Based on current financial data and attributable to a number of other factors, Air Products has announced a revision of its previous fourth quarter 2008 outlook.
The company revealed that it anticipates posting fiscal 2008 fourth quarter diluted earnings per share (EPS) from continuing operations in the range of $1.24 to $1.26.
This is slightly toned down from its previous earnings expectations for the quarter, which was in the range of $1.37 to $1.42.
The revised outlook is primarily attributable to factors such as the effects of Hurricanes Gustav and Ike, a disruptive fire at the company’s Ulsan, Korea facility, a slowing manufacturing environment, and the impact of the continually strengthening Dollar.

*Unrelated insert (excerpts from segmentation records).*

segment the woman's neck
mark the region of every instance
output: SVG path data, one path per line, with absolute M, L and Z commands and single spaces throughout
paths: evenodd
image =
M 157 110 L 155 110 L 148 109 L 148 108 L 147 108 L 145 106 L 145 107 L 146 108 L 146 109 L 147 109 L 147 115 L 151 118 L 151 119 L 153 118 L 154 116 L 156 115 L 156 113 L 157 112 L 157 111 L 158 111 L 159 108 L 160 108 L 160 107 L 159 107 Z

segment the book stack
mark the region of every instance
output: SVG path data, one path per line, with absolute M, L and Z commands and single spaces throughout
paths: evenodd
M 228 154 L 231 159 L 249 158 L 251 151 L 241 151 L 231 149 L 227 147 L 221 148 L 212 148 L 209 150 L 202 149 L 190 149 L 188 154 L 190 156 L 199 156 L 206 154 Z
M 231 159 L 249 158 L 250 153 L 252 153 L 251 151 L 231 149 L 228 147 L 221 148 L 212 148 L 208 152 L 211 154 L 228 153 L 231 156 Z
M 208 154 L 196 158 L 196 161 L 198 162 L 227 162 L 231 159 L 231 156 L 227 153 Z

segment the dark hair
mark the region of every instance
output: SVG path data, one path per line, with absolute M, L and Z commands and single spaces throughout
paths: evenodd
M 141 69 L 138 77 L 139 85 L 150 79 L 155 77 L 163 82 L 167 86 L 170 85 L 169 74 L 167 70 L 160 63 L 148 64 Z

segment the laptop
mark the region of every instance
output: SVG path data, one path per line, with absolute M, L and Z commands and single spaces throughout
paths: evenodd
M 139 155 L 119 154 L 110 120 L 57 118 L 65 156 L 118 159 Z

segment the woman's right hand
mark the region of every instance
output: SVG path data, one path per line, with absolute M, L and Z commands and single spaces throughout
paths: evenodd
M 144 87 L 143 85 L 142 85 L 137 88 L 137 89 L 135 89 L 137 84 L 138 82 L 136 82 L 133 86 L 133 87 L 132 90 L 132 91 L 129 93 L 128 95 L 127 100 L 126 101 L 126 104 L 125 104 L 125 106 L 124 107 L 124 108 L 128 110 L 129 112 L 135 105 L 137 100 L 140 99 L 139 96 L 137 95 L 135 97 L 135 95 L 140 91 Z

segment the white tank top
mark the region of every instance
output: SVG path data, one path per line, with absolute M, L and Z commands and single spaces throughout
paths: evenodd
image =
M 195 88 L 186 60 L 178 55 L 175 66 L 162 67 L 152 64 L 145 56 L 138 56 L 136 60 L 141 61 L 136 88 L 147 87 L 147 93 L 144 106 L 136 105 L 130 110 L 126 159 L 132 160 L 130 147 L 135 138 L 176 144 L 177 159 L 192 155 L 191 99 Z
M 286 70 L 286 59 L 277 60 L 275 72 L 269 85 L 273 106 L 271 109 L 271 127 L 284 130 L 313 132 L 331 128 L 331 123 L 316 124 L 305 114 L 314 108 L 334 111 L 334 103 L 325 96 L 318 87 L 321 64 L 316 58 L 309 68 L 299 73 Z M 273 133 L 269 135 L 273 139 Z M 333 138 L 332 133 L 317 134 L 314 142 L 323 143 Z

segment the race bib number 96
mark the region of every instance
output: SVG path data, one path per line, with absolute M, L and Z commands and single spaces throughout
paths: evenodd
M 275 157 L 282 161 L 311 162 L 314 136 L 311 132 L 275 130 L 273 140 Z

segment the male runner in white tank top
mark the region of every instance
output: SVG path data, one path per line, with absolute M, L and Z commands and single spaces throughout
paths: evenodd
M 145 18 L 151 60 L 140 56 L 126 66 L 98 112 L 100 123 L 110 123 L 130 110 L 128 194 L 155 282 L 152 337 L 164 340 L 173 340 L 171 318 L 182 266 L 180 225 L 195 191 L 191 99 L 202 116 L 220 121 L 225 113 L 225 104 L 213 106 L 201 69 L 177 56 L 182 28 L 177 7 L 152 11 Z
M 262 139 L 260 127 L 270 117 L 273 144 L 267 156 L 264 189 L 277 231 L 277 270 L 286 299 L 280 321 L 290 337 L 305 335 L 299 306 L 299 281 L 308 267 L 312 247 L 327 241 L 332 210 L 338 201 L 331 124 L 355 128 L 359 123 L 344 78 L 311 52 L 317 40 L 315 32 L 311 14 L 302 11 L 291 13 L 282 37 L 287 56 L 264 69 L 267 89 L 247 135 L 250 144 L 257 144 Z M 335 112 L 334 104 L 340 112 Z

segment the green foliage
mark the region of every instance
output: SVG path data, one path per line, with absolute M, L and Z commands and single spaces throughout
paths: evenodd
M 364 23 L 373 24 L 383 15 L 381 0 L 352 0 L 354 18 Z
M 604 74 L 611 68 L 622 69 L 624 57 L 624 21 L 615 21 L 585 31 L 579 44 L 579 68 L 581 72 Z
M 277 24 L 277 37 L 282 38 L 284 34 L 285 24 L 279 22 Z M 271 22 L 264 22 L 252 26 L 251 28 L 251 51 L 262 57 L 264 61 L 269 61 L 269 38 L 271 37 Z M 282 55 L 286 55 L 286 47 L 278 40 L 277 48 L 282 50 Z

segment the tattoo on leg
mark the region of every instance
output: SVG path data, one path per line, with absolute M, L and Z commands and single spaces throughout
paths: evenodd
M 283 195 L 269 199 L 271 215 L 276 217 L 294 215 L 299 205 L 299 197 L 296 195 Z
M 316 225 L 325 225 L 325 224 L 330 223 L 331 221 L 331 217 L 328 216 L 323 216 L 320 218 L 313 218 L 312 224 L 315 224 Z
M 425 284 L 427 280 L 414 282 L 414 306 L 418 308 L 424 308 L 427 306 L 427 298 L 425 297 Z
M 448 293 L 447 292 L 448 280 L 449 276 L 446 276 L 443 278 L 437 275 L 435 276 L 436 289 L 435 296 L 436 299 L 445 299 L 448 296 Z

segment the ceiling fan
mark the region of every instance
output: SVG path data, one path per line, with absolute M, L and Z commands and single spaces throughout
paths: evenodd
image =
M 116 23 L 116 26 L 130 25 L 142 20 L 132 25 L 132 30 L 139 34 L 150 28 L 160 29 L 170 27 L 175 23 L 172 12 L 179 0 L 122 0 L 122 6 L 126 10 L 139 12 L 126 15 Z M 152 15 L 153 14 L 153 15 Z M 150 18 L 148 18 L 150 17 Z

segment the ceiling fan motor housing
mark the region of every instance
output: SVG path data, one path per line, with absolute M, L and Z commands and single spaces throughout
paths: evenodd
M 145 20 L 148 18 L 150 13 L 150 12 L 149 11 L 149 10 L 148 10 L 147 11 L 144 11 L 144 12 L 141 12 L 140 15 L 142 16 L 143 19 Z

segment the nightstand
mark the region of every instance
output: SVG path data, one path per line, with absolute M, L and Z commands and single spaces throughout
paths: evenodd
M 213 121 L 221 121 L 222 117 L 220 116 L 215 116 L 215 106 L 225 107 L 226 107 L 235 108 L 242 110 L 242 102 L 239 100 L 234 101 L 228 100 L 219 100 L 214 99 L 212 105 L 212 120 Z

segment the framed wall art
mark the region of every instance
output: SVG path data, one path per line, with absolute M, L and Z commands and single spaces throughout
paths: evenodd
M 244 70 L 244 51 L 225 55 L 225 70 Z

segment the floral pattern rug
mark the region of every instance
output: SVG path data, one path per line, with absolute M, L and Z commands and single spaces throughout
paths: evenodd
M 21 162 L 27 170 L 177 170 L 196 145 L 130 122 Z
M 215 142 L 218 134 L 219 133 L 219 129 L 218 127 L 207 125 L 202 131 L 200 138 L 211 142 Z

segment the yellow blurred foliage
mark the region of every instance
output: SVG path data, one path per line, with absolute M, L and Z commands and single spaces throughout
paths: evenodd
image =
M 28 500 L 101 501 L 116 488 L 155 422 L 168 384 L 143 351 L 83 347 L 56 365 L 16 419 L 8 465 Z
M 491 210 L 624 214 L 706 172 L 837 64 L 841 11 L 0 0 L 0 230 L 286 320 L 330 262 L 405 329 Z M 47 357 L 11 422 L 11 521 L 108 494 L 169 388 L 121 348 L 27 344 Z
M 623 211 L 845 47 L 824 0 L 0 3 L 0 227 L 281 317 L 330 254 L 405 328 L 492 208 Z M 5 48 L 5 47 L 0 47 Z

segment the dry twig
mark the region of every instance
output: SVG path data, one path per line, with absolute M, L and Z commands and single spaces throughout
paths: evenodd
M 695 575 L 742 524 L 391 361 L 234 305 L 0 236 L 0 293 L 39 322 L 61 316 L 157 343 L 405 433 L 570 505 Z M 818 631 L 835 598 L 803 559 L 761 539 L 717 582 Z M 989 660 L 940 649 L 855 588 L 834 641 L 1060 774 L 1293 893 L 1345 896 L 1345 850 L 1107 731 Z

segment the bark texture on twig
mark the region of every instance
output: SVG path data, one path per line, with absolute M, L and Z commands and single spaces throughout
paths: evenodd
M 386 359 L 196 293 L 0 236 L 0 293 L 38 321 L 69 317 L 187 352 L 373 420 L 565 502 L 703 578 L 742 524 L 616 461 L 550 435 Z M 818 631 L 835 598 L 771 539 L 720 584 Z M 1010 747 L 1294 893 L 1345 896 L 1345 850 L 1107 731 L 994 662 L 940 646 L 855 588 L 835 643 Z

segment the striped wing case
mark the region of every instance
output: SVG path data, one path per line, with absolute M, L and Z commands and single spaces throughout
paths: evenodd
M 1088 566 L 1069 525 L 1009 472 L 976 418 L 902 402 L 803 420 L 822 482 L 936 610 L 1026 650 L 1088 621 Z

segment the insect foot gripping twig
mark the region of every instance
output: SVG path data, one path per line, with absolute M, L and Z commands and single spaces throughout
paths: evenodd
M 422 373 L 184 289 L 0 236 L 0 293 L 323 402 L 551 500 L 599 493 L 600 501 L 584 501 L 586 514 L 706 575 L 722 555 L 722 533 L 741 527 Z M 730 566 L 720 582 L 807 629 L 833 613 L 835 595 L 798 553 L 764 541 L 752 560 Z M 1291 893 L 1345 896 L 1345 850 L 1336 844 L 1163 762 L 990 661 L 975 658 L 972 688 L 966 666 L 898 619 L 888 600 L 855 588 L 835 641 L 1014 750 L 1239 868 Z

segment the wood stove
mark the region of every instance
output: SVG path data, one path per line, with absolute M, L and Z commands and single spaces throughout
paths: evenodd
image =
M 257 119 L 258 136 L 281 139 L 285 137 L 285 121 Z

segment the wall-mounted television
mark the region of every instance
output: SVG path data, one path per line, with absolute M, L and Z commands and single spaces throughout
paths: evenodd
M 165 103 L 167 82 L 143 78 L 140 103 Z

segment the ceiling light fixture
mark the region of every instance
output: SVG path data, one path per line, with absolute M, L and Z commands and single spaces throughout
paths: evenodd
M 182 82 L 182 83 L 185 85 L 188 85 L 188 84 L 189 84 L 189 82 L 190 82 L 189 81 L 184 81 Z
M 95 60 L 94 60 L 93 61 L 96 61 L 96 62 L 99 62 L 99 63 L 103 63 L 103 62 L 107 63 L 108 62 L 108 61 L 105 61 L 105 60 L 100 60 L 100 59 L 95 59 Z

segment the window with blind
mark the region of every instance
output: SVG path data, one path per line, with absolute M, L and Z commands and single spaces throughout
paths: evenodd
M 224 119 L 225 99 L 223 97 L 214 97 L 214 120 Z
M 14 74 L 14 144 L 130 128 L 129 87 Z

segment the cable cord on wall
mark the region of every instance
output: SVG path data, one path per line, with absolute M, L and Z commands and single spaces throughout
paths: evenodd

A fire sustained at the company’s Ulsan, Korea nitrogen trifluoride (NF3) production facility required the plant to be shut down and is expected to impact upon fourth quarter EPS by $0.05. Air Products has been able to continue supplying NF3 to its customers and the company anticipates bringing the Ulsan plant back online in January 2009.
Hurricanes Gustav and Ike reduced short-term demand from US Gulf Coast customers and drove temporary increases in operational costs, while Air Products has just recently begun repairs and commenced operations again at its La Porte and Baytown facilities in Texas.
Commenting on the revised outlook, Chairman, President and CEO John McGlade explained, “Despite the fire, the hurricanes and a challenging economic environment, our financial position remains strong. With our capital spending increasing, a strong backlog of projects, and growing needs for industrial gases in the energy markets, we are very confident in our future growth.”
“We remain committed to achieving double-digit earnings growth while continuing to improve our margins and returns.”
The slowdown in both semiconductor foundry and liquid crystal display (LCD) manufacturing has lowered demand for electronic equipment and materials and is expected to impact fourth quarter EPS by $0.03.
Added to this, further weakening of the manufacturing environment in Europe has slowed sales and is expected to reduce fourth quarter EPS by $0.03.